Let [math]\{X_k\}[/math], [math]1 \leq k \leq n[/math], be a sequence of random variables, all with mean [math]\mu[/math] and variance [math]\sigma^2[/math], and [math]Y_k = X_k^*[/math] be their standardized versions. Let [math]S_n[/math] and [math]T_n[/math] be the sum of the [math]X_k[/math] and [math]Y_k[/math], and [math]S_n^*[/math] and [math]T_n^*[/math] their standardized version.

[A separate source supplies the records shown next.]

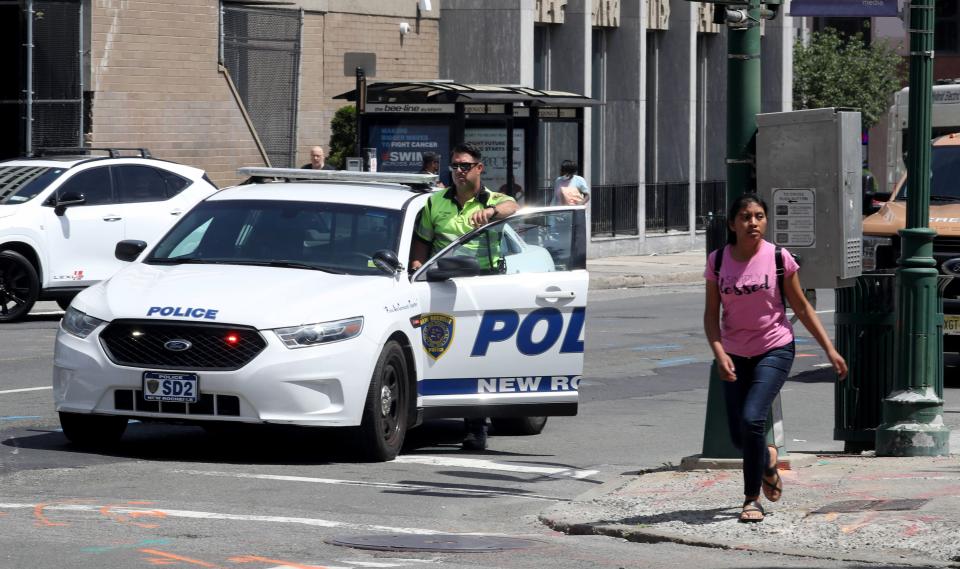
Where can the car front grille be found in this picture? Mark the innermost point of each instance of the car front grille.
(146, 343)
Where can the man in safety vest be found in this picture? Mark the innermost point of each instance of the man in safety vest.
(451, 214)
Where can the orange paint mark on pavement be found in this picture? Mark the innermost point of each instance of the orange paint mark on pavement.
(129, 516)
(256, 559)
(165, 558)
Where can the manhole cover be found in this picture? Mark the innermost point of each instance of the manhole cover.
(438, 542)
(850, 506)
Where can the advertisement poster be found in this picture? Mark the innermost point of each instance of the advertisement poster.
(845, 8)
(493, 144)
(401, 148)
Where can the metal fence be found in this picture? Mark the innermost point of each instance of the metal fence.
(613, 210)
(711, 201)
(41, 101)
(261, 50)
(667, 206)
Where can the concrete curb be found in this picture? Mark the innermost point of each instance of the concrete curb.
(607, 281)
(583, 517)
(639, 534)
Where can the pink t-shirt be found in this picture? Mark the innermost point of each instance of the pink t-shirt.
(753, 320)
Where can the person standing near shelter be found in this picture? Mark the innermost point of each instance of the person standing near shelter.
(753, 342)
(451, 214)
(431, 165)
(569, 188)
(318, 160)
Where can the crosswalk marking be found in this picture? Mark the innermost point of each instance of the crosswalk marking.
(549, 471)
(384, 485)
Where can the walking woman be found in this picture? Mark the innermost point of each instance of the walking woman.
(752, 341)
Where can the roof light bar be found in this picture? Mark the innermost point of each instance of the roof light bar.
(339, 175)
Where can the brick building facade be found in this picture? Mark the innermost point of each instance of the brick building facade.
(153, 74)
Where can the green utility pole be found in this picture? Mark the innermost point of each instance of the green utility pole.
(913, 411)
(743, 105)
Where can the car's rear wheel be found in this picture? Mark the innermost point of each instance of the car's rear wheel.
(385, 414)
(92, 430)
(519, 426)
(64, 302)
(19, 286)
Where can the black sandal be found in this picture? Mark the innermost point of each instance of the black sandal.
(751, 507)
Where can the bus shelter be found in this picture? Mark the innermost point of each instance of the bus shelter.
(523, 133)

Show that [math]S_n^* = T_n^* = T_n/\sqrt{n}[/math].
Suppose we choose independently 25 numbers at random (uniform density) from the interval [math][0,20][/math]. Write the normal densities that approximate the densities of their sum [math]S_{25}[/math], their standardized sum [math]S_{25}^*[/math], and their average [math]A_{25}[/math].
Write a program to choose independently 25 numbers at random from [math][0,20][/math], compute their sum [math]S_{25}[/math], and repeat this experiment 1000 times. Make a bar graph for the density of [math]S_{25}[/math] and compare it with the normal approximation of Exercise Exercise. How good is the fit? Now do the same for the standardized sum [math]S_{25}^*[/math] and the average [math]A_{25}[/math].

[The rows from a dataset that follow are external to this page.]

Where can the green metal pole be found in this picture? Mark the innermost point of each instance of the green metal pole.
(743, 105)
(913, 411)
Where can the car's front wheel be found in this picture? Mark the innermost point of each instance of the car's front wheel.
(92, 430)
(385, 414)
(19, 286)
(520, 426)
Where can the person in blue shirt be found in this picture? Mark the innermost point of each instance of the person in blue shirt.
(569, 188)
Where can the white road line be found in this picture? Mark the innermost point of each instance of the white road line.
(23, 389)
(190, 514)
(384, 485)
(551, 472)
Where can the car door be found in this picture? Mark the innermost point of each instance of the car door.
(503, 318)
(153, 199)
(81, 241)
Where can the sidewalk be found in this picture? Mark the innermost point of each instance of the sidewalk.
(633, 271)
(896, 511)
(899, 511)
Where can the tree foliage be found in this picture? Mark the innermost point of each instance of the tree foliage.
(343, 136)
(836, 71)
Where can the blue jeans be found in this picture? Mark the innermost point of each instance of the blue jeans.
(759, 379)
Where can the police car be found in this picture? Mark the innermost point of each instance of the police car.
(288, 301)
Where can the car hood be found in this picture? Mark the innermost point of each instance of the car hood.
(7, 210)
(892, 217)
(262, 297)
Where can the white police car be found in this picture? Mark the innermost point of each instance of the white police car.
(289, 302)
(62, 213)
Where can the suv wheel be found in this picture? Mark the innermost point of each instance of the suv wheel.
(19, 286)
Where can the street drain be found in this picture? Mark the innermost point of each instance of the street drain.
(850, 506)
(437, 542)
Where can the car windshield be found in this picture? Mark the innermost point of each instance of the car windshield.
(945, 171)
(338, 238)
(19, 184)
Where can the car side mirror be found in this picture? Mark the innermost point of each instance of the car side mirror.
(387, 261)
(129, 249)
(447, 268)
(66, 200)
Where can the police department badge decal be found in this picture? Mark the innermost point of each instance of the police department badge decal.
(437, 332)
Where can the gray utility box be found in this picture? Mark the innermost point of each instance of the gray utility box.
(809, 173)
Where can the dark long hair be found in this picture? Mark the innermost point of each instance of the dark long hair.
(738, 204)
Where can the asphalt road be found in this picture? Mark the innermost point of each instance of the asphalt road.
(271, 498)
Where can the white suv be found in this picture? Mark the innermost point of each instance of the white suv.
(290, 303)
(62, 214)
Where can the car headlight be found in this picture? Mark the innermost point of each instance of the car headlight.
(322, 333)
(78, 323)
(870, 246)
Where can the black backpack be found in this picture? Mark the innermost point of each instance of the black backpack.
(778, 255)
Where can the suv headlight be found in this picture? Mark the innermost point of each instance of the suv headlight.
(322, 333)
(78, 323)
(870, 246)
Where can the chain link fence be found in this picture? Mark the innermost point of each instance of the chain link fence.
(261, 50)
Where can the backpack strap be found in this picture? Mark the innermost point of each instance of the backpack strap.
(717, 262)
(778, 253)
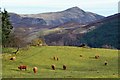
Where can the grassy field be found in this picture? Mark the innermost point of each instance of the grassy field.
(77, 67)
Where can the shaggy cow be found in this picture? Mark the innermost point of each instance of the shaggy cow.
(35, 69)
(13, 58)
(53, 67)
(57, 59)
(22, 67)
(54, 57)
(97, 56)
(80, 55)
(64, 67)
(106, 63)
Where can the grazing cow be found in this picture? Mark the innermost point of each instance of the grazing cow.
(106, 63)
(53, 67)
(13, 58)
(80, 55)
(22, 67)
(97, 56)
(35, 69)
(64, 67)
(54, 58)
(57, 58)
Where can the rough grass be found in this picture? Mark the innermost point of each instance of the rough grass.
(77, 67)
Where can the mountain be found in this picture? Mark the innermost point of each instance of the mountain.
(105, 34)
(100, 33)
(53, 19)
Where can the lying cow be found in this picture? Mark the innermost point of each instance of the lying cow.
(35, 69)
(13, 58)
(53, 67)
(22, 67)
(64, 67)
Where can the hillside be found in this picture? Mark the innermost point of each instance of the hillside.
(77, 67)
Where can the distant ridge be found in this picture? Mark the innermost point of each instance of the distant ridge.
(74, 14)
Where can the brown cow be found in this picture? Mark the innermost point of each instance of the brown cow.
(54, 57)
(53, 67)
(97, 56)
(13, 58)
(80, 55)
(22, 67)
(35, 69)
(57, 58)
(106, 63)
(64, 67)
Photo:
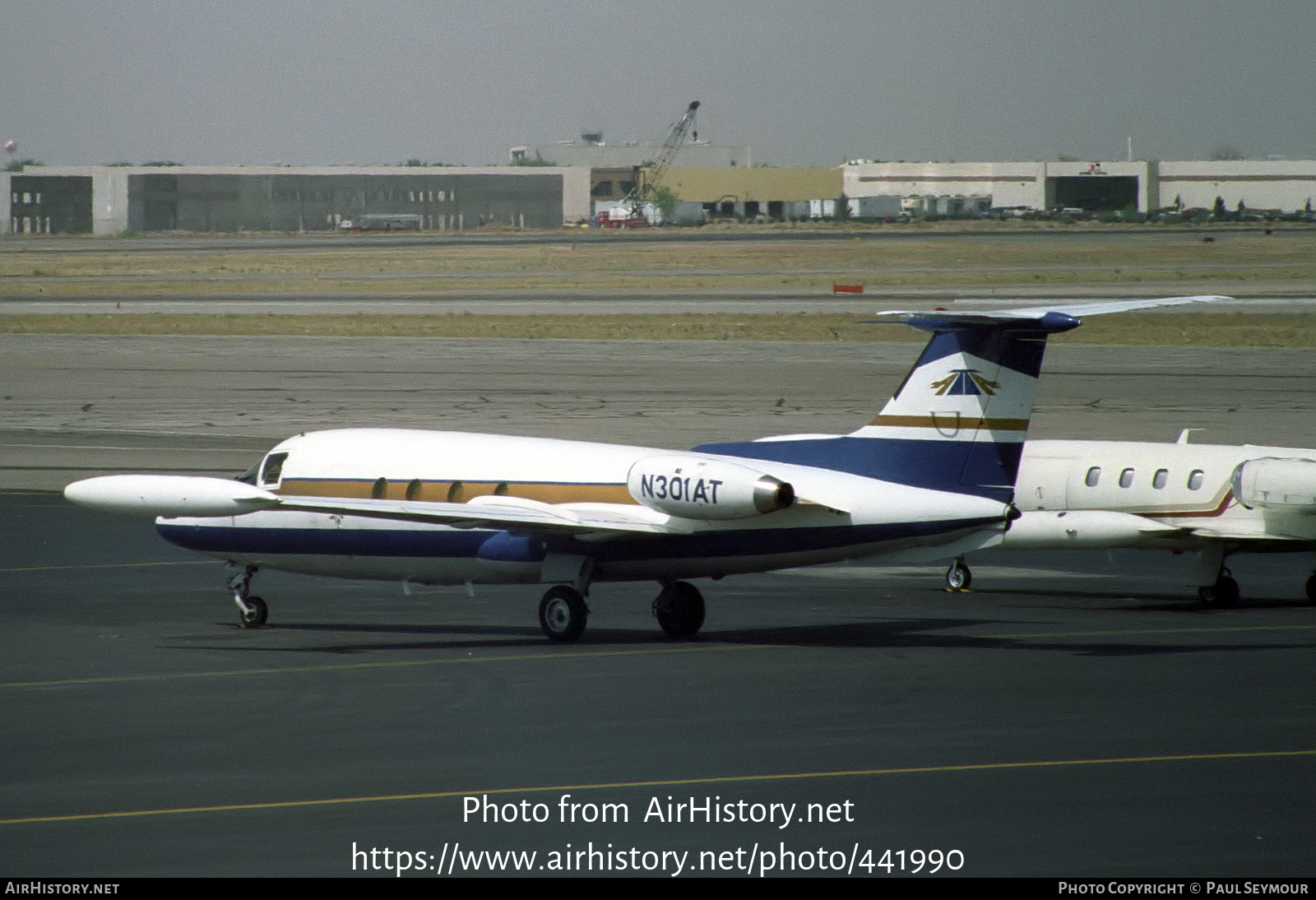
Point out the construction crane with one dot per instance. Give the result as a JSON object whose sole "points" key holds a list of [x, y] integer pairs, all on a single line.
{"points": [[649, 178]]}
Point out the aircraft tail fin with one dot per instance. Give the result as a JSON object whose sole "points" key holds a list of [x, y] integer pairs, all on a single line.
{"points": [[958, 420]]}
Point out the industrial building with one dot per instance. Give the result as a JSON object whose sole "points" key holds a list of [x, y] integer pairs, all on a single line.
{"points": [[753, 193], [1094, 186], [112, 199]]}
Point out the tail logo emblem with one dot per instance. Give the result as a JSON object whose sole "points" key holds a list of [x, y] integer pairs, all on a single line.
{"points": [[965, 382]]}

In general, the Central Limit Theorem gives a better estimate than Chebyshev's inequality for the average of a sum. To see this, let [math]A_{25}[/math] be the average calculated in Exercise, and let [math]N[/math] be the normal approximation for [math]A_{25}[/math]. Modify your program in Exercise to provide a table of the function [math]F(x) = P(|A_{25} - 10| \geq x) = {}[/math] fraction of the total of 1000 trials for which [math]|A_{25} - 10| \geq x[/math]. Do the same for the function [math]f(x) = P(|N - 10| \geq x)[/math]. (You can use the normal table, Table, or the procedure NormalArea for this.) Now plot on the same axes the graphs of [math]F(x)[/math], [math]f(x)[/math], and the Chebyshev function [math]g(x) = 4/(3x^2)[/math]. How do [math]f(x)[/math] and [math]g(x)[/math] compare as estimates for [math]F(x)[/math]?

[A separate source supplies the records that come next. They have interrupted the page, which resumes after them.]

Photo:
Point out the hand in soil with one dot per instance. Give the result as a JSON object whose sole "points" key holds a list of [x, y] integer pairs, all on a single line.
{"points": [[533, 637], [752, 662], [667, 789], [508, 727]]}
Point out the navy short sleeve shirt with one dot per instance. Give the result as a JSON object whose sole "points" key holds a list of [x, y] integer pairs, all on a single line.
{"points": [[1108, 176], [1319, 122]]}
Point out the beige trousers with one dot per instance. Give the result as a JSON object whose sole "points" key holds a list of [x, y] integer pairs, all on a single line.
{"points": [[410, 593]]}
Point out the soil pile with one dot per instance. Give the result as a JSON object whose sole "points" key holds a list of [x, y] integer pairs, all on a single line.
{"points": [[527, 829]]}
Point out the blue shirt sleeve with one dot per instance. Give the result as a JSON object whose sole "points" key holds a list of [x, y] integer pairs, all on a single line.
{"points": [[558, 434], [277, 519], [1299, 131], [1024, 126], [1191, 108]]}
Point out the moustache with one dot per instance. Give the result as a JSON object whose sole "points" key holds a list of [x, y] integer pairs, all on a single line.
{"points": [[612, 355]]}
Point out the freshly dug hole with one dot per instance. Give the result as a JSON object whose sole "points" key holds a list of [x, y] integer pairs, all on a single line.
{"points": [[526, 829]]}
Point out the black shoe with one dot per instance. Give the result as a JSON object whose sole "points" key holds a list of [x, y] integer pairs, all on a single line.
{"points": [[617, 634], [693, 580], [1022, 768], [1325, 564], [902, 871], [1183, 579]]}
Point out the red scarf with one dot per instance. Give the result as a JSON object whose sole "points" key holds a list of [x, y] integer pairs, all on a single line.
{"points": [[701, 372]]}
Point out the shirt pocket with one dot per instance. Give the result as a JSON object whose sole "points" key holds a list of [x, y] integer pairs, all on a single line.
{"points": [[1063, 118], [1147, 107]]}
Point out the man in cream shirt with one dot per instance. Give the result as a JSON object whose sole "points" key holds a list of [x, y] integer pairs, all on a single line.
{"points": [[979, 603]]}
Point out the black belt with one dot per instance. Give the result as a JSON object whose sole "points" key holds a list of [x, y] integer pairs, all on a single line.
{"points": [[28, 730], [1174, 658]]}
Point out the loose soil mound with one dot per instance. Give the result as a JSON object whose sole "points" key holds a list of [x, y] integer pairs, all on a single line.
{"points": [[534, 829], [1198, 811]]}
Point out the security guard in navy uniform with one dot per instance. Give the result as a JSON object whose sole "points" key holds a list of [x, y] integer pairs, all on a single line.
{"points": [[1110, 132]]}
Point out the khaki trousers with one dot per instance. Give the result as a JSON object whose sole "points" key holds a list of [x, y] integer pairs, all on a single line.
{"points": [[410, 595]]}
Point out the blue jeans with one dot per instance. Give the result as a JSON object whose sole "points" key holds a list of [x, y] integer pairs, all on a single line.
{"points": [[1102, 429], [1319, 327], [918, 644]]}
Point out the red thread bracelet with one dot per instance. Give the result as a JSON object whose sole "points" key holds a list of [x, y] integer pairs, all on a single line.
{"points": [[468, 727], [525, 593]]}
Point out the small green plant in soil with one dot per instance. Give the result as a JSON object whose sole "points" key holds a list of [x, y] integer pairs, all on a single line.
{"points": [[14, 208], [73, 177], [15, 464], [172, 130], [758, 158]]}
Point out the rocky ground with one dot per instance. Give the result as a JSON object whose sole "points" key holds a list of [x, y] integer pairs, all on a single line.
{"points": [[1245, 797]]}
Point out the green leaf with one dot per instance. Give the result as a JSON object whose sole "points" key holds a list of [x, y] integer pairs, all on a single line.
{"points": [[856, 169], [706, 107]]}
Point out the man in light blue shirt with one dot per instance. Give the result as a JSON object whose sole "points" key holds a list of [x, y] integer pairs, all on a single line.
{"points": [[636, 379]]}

The Central Limit Theorem says the sums of independent random variables tend to look normal, no matter what crazy distribution the individual variables have. Let us test this by a computer simulation. Choose independently 25 numbers from the interval [math][0,1][/math] with the probability density [math]f(x)[/math] given below, and compute their sum [math]S_{25}[/math]. Repeat this experiment 1000 times, and make up a bar graph of the results. Now plot on the same graph the density [math]\phi(x) = \mbox {normal \,\,\,}(x,\mu(S_{25}),\sigma(S_{25}))[/math]. How well does the normal density fit your bar graph in each case?
- [math]f(x) = 1[/math].
- [math]f(x) = 2x[/math].
- [math]f(x) = 3x^2[/math].
- [math]f(x) = 4|x - 1/2|[/math].
- [math]f(x) = 2 - 4|x - 1/2|[/math].
How large must [math]n[/math] be before [math]S_n = X_1 + X_2 +\cdots+ X_n[/math] is approximately normal? This number is often surprisingly small. Let us explore this question with a computer simulation. Choose [math]n[/math] numbers from [math][0,1][/math] with probability density [math]f(x)[/math], where [math]n = 3[/math], 6, 12, 20, and [math]f(x)[/math] is each of the densities in Exercise. Compute their sum [math]S_n[/math], repeat this experiment 1000 times, and make up a bar graph of 20 bars of the results. How large must [math]n[/math] be before you get a good fit?
A surveyor is measuring the height of a cliff known to be about 1000 feet. He assumes his instrument is properly calibrated and that his measurement errors are independent, with mean [math]\mu = 0[/math] and variance [math]\sigma^2 = 10[/math]. He plans to take [math]n[/math] measurements and form the average. Estimate, using (a) Chebyshev's inequality and (b) the normal approximation, how large [math]n[/math] should be if he wants to be 95 percent sure that his average falls within 1 foot of the true value. Now estimate, using (a) and (b), what value should [math]\sigma^2[/math] have if he wants to make only 10 measurements with the same confidence?